Reclaim the sounds

A male friend once asked me if women ever fart. Before we get into the finer points concerning that topic, I want to tell you that I am not a squeamish girl at all.

I enjoy toilet humour, and I enjoy embarrassing others with my arsenal of jokes. If you are like my cousin, you will pretend to not have heard me, and shake your head as you look away. But do not assume I will be deterred. I shall continue to make plop plop sounds and gross her (or you) out. Sometimes I annoy her with my dissertation on the low probability of a loud fart being smelly, and conversely, the high probability of a silent fart being smelly. Now that I have established my love for discussions of an excretory nature, we shall move on to more erudite topics such as the sounds these ejections make.

Men seem to take great pleasure in Sounds. They revel in the belches that erupt out of them after a satisfying meal, the air that escapes from the nether regions of their bodies, the burps and the hiccups, the loud yawns that let you count their teeth and guess what they had for lunch. Meanwhile, women are training to hold their bodily releases in, and probably practicing How to Sneeze Daintily at Work. They may also be wondering if they’ve reached that stage where they can fart in front of their significant other – can their relationship withstand this gust of air, are they sufficiently serious about each other for her to be able to give in to her impulses?

Let us go back to the question my friend asked me. I answered in the affirmative, with a large serving of incredulity. Women are human beings too, and so on. I am curious if he became the kind of man who thinks ugly women might be guilty of such uncouth behaviour, but attractive women most certainly do not let out noxious gases from various orifices. (Old women are usually exempted from such scrutiny.)

For the longest time, one of my biggest worries was that my stomach shouldn’t growl in a way that makes everyone else in the room look at me. This happened, of course. And I survived. But I now believe there is no need for politeness when it comes to such matters. Reclaim the sounds. And the smell. We cannot be expected to feel ashamed by how our digestive system chooses to do its job.

P.S. I can burp at will. I could show you if you like.


21 thoughts on “Reclaim the sounds

  1. I am reminded of an episode from Sex and the city. Carrie passes wind in front of Mr.Big, the guy she had ear-marked as the significant other to end all significant others and she freaks out. She believes that she cannot be the sexy desirable date and the farting person at the same time so she wishes earth will gobble her up or something.
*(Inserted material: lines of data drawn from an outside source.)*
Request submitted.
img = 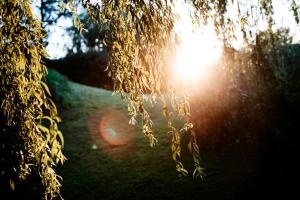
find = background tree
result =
[0,0,299,198]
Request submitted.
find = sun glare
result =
[174,2,221,83]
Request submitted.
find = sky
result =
[33,0,300,59]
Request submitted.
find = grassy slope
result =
[59,82,251,199]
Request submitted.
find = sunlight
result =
[174,2,222,84]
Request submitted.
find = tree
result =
[0,0,65,198]
[0,0,299,198]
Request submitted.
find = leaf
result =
[40,81,51,97]
[9,179,15,191]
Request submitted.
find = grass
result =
[55,82,254,200]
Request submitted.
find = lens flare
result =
[88,108,136,159]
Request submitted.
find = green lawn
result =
[59,82,252,200]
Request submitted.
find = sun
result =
[174,2,222,83]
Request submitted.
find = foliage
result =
[78,0,299,175]
[192,29,300,152]
[0,0,65,198]
[46,69,72,107]
[67,12,108,55]
[0,0,299,198]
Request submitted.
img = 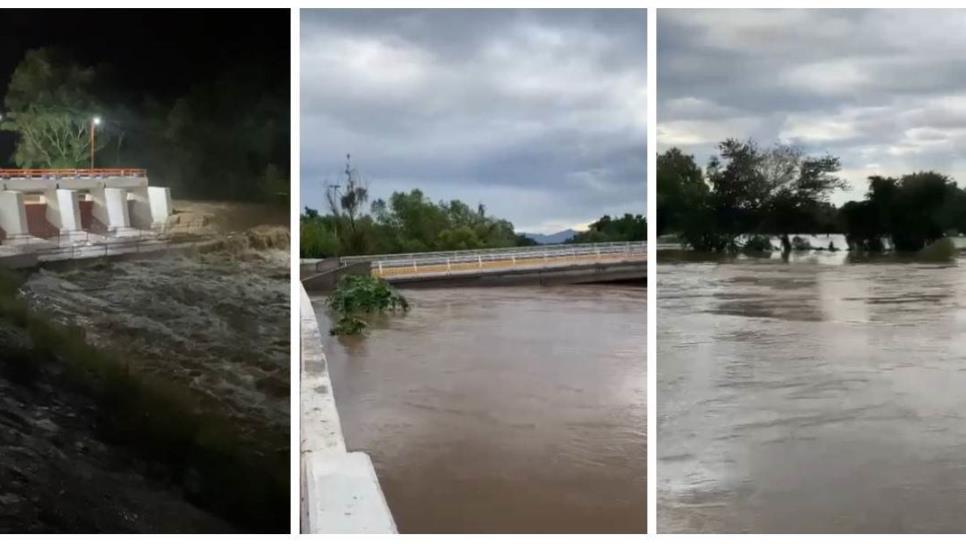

    She mentions it to one of her friends who also freaks out about how this is a terrible terrible disaster. All I could do was roll my eyes for 20 odd minutes. In general SATC explores many interesting things that happen to the sex life of a woman who is dating a guy (significant or otherwise). But I just don’t get some episodes like this one. If it happens in a public place I can understand the embarrassment. But if it is a guy whom she slept with 5 times does not realize she has an asshole, then he is an asshole.

    Liked by 1 person

  2. Awesome post, Anu! It’s one of those subjects that annoys me is so sexist. Men are allowed to belch and fart whIle we hold it. I used to get belly aches from not releasing. Imagine my joy when I realised I didn’t have to hold it anymore. Bahah

    Liked by 1 person

  3. That was hilarious!! From My Father Baliah to My Farter Baliah (!), that is quite some variety in your writing! But jokes apart, doing this kind of a write-up requires skill because it can easily get distasteful (should I say, ‘foulsmelly’ given the subject matter?!). But you handled it very well.

    Liked by 1 person

  4. Speaking of reclaiming sounds, isn’t it a divine sound to hear someone say the Tamil word for fart? When you particularly despise something, or when you want to put down that fellow who irritates you to no end or when you’re angry because you’re unable to say anything logical in a heated debate, you can find salvation from all of these situations by simply uttering that two syllable mantra. When the sound of that word escapes your mouth, there’s a freedom that your lips taste, which is far greater than the joy of releasing a thousand silent ones and relishing the look of disgust that curls up on the face of a loved one!